The evidence to date suggests that one should be realistic about the capacity of aid actors to influence incentive systems and institutions at the meso or macro levels. Multi-track approaches will achieve little if the central track is dormant or not functioning. Evidently there are things that aid agencies can do to improve the way they "do business," such as developing longer-term approaches, improving accountability, becoming more responsive to civil-society actors, and strengthening their advocacy strategies to influence the donor community and the international media. However, to an extent, the wider impact of their work depends on factors further up the economic and political chain. Unless political and economic incentives are changed through a combination of sticks and carrots by international and regional actors, aid represents at best a "holding operation"; it may play a role in supporting livelihoods and strengthening social capital, but it cannot be a leading edge in the peace process.
The Role of Civil Society
Over the last twenty years, peace negotiations have been conducted at the international and national level and Afghan civil society has had virtually no voice in the process. Whether a just peace can be arrived at as a result of negotiations between outsiders and warring parties with a record of human-rights violations is questionable. One of the aims of the Strategic Framework process was, by linking the political and assistance strategies, to stimulate involvement from a wider cross section of the Afghan population. In practice this has been difficult, partly because of the nature of the conflict and civil society in Afghanistan and partly because of deficiencies within the aid system.
First, in the second decade of the war economic agendas have become a central part of the conflict dynamic.

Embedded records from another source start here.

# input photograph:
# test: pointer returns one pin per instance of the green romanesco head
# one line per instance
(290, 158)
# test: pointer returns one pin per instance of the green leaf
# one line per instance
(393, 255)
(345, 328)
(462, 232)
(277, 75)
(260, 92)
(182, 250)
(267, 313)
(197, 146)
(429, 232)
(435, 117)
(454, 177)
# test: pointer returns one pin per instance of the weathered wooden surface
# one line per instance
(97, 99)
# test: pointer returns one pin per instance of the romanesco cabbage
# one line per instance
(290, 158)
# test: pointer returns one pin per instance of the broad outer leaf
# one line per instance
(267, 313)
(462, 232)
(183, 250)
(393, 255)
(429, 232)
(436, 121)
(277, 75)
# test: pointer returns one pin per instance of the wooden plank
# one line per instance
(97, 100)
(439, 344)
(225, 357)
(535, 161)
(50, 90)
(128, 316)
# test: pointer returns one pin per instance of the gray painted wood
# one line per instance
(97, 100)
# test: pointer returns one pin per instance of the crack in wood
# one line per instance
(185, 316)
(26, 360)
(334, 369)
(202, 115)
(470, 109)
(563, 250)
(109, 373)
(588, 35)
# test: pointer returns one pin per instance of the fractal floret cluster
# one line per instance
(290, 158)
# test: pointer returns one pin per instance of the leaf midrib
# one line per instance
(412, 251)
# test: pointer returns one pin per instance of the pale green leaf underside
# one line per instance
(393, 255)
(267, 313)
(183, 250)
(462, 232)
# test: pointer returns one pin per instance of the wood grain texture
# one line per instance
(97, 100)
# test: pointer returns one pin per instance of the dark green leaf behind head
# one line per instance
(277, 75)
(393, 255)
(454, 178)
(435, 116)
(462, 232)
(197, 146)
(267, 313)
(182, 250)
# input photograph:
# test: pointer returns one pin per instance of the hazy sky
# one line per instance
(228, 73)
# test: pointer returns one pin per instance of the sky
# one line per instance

A regional war economy has developed, along with a new leadership whose power is based upon establishing a monopoly of violence and controlling this economy. Leadership, therefore, is based on coercion rather than consent. Since civil society appears to have only a limited influence on the current dynamics of the conflict, it is difficult to see it becoming a leading edge in a peacebuilding process. The potential for exerting pressure "from below" to influence the incentive systems of leaders and promote humanitarian principles appears to be limited.
Second, Western notions of "civil society" do not transfer easily to the Afghan context. The idea of building a broad civil-society constituency for peace may only be possible in contexts where civil society is composed of vertically and horizontally integrated formal, rule-based organizations. Moreover, research from elsewhere suggests that where the state is weak and fractured, civil society will be similarly divided and lacking in voice; a strong healthy state is usually the precondition for a strong and healthy civil society. In Afghanistan, by contrast, the state has collapsed and civil society predominantly consists of a complex web of informal, norm-based networks based on blood, kinship, tribal, religious, cultural, and ethnic ties. Notable among these are the institutions of elders, Jirga (an assembly or council of Pasthun or Baluchi headmen and elders), Shura58 (an Islamic consultative council), and religious networks. The interests and power base of such networks tend to be highly localized. To an extent, such institutions have enabled Afghan communities to construct a
so-called mud curtain59 to keep an interfering and often repressive state at bay. The fact that such institutions have survived over centuries and are remarkably resilient and adaptable is attributed to their stable legitimacy with Afghan communities in meeting essential societal needs, including local governance. This might be contrasted with modern civil formations, especially the political parties, which became increasingly irrelevant during the 1990s.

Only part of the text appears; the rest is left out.